Gegen Ende des 18. Jahrhunderts vernachlässigten die Päpste den Ort, bis die Burg im 19. Jahrhundert von den Soldaten der französischen Republik beschlagnahmt wurde. Im Jahre 1870 ging die Befestigung in den Besitz des italienischen Staates über und diente als Festung und Gefängnis. Die Säle wurden zum Teil als Museum eingerichtet und die Burg dem Publikum zugänglich gemacht. Ab 1901 wurde das Gebäude nicht mehr als Burg verwendet. Seit dem 13. Februar 1906 ist die Engelsburg ein Museum. Im 20. Jahrhundert wurde sie restauriert.

Fluchtburg und Gefängnis der Päpste, Belagerungen

525 Belagerung durch Papst Bonifatius VII.
998 Belagerung durch Kaiser Otto III.
1084 Belagerung durch Kaiser Heinrich IV.
1379 Belagerung durch die Franzosen und Gegenpapst Clemens VII.
1527 Belagerung durch Kaiser Karl V., Sacco di Roma = Plünderung Roms
1799 Belagerung durch die Neapolitaner
1811 Belagerung durch Napoleon

Keine dieser Belagerungen führte zur Eroberung oder Zerstörung der Engelsburg.

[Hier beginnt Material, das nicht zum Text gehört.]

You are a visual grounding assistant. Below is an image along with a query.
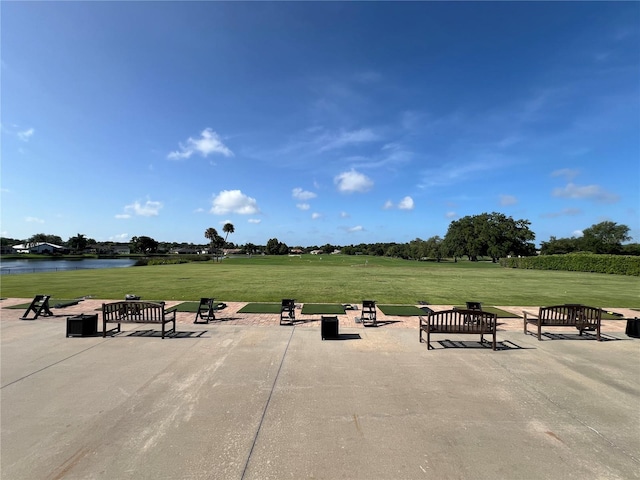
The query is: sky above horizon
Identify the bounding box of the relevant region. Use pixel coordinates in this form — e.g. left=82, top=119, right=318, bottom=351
left=0, top=2, right=640, bottom=247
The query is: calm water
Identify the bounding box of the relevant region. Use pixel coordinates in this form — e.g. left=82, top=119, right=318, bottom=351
left=0, top=258, right=136, bottom=275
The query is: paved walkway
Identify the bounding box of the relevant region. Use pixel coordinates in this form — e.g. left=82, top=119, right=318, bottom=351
left=0, top=299, right=640, bottom=480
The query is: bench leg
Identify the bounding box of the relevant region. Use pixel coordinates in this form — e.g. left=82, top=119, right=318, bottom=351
left=538, top=322, right=542, bottom=342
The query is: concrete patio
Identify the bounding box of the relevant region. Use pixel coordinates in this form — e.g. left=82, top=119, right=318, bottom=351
left=0, top=299, right=640, bottom=480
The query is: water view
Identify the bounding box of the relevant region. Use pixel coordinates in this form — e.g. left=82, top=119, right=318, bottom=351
left=0, top=258, right=136, bottom=275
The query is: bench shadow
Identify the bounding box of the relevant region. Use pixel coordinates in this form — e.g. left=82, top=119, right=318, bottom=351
left=532, top=332, right=622, bottom=342
left=120, top=330, right=207, bottom=338
left=431, top=339, right=533, bottom=352
left=358, top=320, right=402, bottom=328
left=324, top=333, right=362, bottom=341
left=193, top=317, right=244, bottom=325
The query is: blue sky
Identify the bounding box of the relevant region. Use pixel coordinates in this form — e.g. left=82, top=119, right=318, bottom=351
left=0, top=2, right=640, bottom=246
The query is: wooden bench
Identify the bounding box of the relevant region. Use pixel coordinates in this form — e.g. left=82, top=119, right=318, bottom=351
left=102, top=300, right=176, bottom=338
left=522, top=304, right=602, bottom=341
left=419, top=309, right=498, bottom=350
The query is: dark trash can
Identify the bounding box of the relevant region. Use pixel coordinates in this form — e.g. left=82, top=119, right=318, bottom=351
left=67, top=314, right=98, bottom=337
left=320, top=316, right=338, bottom=340
left=625, top=317, right=640, bottom=338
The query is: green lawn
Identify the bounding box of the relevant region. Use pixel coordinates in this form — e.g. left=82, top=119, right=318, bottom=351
left=0, top=255, right=640, bottom=308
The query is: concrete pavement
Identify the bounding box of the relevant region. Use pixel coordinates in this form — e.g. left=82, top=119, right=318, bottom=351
left=0, top=298, right=640, bottom=480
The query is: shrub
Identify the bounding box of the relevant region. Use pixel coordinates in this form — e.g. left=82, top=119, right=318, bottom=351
left=500, top=253, right=640, bottom=276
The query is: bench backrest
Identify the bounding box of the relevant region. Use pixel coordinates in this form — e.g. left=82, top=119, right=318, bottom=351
left=102, top=300, right=165, bottom=323
left=538, top=304, right=602, bottom=327
left=420, top=309, right=498, bottom=333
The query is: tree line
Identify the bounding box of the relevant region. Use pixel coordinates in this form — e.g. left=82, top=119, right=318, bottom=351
left=0, top=212, right=640, bottom=262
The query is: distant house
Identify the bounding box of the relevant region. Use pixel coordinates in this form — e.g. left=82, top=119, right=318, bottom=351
left=12, top=242, right=69, bottom=254
left=169, top=247, right=200, bottom=255
left=93, top=243, right=131, bottom=255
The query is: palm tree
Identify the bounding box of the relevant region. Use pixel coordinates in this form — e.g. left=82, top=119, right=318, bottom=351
left=222, top=223, right=236, bottom=248
left=204, top=227, right=220, bottom=252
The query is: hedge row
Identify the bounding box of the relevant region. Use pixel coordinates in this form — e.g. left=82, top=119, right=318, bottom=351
left=500, top=253, right=640, bottom=276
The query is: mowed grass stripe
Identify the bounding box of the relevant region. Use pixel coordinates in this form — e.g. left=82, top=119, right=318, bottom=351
left=0, top=255, right=640, bottom=308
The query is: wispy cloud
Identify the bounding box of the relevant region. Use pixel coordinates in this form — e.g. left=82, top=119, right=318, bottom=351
left=121, top=200, right=162, bottom=218
left=551, top=168, right=580, bottom=182
left=291, top=187, right=318, bottom=201
left=319, top=128, right=379, bottom=152
left=540, top=208, right=582, bottom=218
left=382, top=196, right=415, bottom=210
left=18, top=128, right=35, bottom=142
left=167, top=128, right=233, bottom=160
left=211, top=190, right=260, bottom=215
left=552, top=182, right=620, bottom=203
left=333, top=169, right=373, bottom=193
left=500, top=195, right=518, bottom=207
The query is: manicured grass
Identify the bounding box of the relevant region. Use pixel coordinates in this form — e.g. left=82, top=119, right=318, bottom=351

Ab dem 10. Jahrhundert war die Engelsburg im Besitz der Päpste und diente als Zufluchtsort bei Gefahr. .
Der 1277 unter Papst Nikolaus III. erbaute etwa 800 m lange Gang Passetto di Borgo oder Corridoio di Borgo ist ein oberirdischer, in die Mauer integrierter Verbindungsgang zum Palazzo Vaticano in der Vatikanstadt. Während der großen Plünderung Roms (der „Sacco di Roma“) durch die Truppen von Kaiser Karl V. im Jahr 1527 diente er Papst Clemens VII. als Fluchtweg vor den Soldaten des Kaisers. Danach verschanzte er sich für einen Monat in der Burg. Ebenso floh Pius VII. vor Napoleon Bonaparte.

Herkunft des Namens

Den heutigen Namen erhielt die Anlage im Jahr 590, als in Rom die Pest wütete. Papst Gregor I. soll über dem Grabmal die Erscheinung des Erzengels Michael gesehen haben, der ihm das Ende der Pest verkündete, indem er das Schwert des göttlichen Zorns in die Scheide steckte. Da die Pest wirklich zu Ende ging, erinnert heute noch die Statue des Engels auf der Spitze des Gebäudes an diese Episode. Dort oben stand von 577 bis 1753 ein von Guglielmo della Porta geschaffener Engel aus Marmor, der heute im Innenhof, dem Cortile dell’Angelo, zu sehen ist. Dieser wurde dann durch die heutige, von Peter Anton von Verschaffelt entworfene Figur ersetzt. Außerdem wurde dem Erzengel eine um 610 von Papst Bonifatius IV. eingebaute Kapelle gewidmet.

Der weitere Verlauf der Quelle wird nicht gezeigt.